Si la pochette, le patronyme du groupe et le titre de l’album ne vous avaient pas encore mis la puce à l’oreille, les premiers riffs dissipent immédiatement le moindre doute : ici, on célèbre le doom dans sa version la plus épaisse, la plus grasse et la plus saturée de Fuzz. Un véritable mur de décibels qui s’abat avec la délicatesse d’un bulldozer, quelque part entre un Black Sabbath sous acide et les prêcheurs les plus enfumés de la scène underground du genre.
Massif, poisseux et volontairement englué dans une production où la batterie semble lutter pour émerger du magma sonore, tandis qu’un chant traînant hante des compositions aux relents funéraires, ce second long format d’Acid Mammoth coche avec application toutes les cases du manuel du parfait disciple du doom. Certes, les Grecs ne cherchent jamais à réinventer la roue et préfèrent labourer un terrain balisé depuis des décennies.

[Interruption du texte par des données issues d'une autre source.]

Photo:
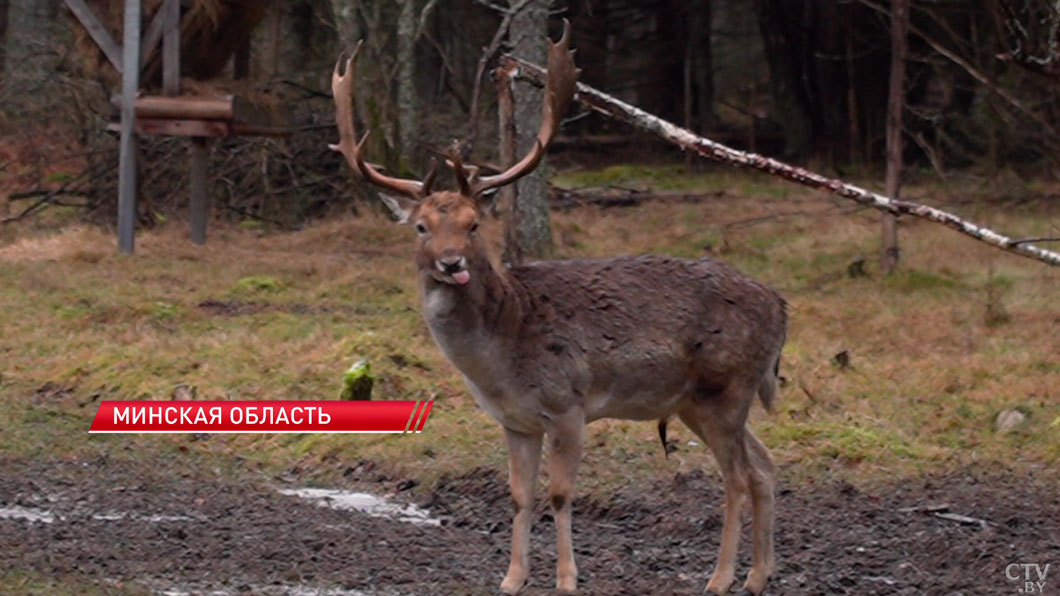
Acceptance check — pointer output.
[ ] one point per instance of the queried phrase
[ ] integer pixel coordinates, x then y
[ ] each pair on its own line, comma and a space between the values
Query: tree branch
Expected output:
689, 141
488, 54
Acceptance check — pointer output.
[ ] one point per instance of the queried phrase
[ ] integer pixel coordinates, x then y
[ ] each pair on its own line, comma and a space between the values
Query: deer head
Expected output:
447, 222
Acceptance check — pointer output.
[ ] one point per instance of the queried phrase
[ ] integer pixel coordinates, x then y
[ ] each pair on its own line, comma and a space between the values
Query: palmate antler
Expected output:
559, 90
351, 149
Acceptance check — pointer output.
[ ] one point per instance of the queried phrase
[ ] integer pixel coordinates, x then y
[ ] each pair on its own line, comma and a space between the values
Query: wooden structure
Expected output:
198, 118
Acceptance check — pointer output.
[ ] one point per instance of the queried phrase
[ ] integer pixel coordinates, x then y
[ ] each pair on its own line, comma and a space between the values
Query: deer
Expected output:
547, 347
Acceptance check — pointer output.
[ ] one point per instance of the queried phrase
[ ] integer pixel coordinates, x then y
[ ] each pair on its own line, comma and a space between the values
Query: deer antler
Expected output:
559, 90
351, 149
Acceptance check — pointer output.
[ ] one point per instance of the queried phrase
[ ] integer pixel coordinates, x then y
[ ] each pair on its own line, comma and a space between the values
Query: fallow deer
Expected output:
547, 347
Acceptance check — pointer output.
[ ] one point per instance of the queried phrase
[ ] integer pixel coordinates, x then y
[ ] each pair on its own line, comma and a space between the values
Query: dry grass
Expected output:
963, 332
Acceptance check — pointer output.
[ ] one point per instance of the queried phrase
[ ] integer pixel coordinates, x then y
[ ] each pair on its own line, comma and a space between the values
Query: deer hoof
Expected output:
756, 582
566, 584
511, 585
720, 583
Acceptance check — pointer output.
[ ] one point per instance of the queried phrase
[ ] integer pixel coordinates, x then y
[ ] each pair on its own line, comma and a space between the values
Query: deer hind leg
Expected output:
566, 438
761, 472
719, 420
524, 455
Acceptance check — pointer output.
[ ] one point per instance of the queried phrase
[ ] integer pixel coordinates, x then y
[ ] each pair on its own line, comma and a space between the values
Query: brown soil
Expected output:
239, 535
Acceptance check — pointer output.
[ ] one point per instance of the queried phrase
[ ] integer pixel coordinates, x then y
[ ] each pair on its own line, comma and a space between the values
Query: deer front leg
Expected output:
566, 437
524, 455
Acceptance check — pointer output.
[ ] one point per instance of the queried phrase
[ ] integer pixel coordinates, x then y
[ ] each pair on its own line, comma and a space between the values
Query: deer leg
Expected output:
566, 440
524, 455
762, 484
727, 443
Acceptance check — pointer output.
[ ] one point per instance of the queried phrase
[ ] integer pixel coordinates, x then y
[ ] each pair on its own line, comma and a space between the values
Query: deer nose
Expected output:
452, 264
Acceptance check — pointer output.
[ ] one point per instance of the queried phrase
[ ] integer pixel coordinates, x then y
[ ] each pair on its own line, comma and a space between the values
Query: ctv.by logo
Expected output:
1032, 576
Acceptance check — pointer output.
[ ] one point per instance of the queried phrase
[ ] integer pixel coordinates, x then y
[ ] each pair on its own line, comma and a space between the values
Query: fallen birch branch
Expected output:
689, 141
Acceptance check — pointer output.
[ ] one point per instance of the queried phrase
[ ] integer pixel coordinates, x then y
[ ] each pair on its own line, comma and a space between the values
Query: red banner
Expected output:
261, 417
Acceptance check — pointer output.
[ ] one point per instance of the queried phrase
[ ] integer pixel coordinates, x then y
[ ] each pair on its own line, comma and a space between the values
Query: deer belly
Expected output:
507, 408
636, 406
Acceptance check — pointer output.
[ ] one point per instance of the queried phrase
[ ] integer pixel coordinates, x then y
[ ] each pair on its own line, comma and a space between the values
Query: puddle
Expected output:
118, 515
267, 591
47, 516
366, 503
25, 513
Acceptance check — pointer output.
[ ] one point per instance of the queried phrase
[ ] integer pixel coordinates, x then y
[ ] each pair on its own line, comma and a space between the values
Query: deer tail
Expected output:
661, 427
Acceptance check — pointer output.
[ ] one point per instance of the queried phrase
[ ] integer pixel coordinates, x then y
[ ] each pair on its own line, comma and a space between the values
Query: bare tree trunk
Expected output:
347, 27
528, 32
408, 122
28, 45
896, 102
701, 39
3, 36
688, 141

Mais quand les riffs sont aussi pachydermiques, que les grooves avancent avec une telle puissance d’inertie et que les nappes de Fuzz finissent par engloutir l’auditeur, difficile de leur reprocher ce manque d’audace.
Sans révolutionner le genre, le quatuor athénien signe un album solide, sincère et terriblement efficace, taillé pour les amateurs de lourdeur et d’atmosphères qui sentent la poussière, le souffre et les amplis poussés dans le rouge.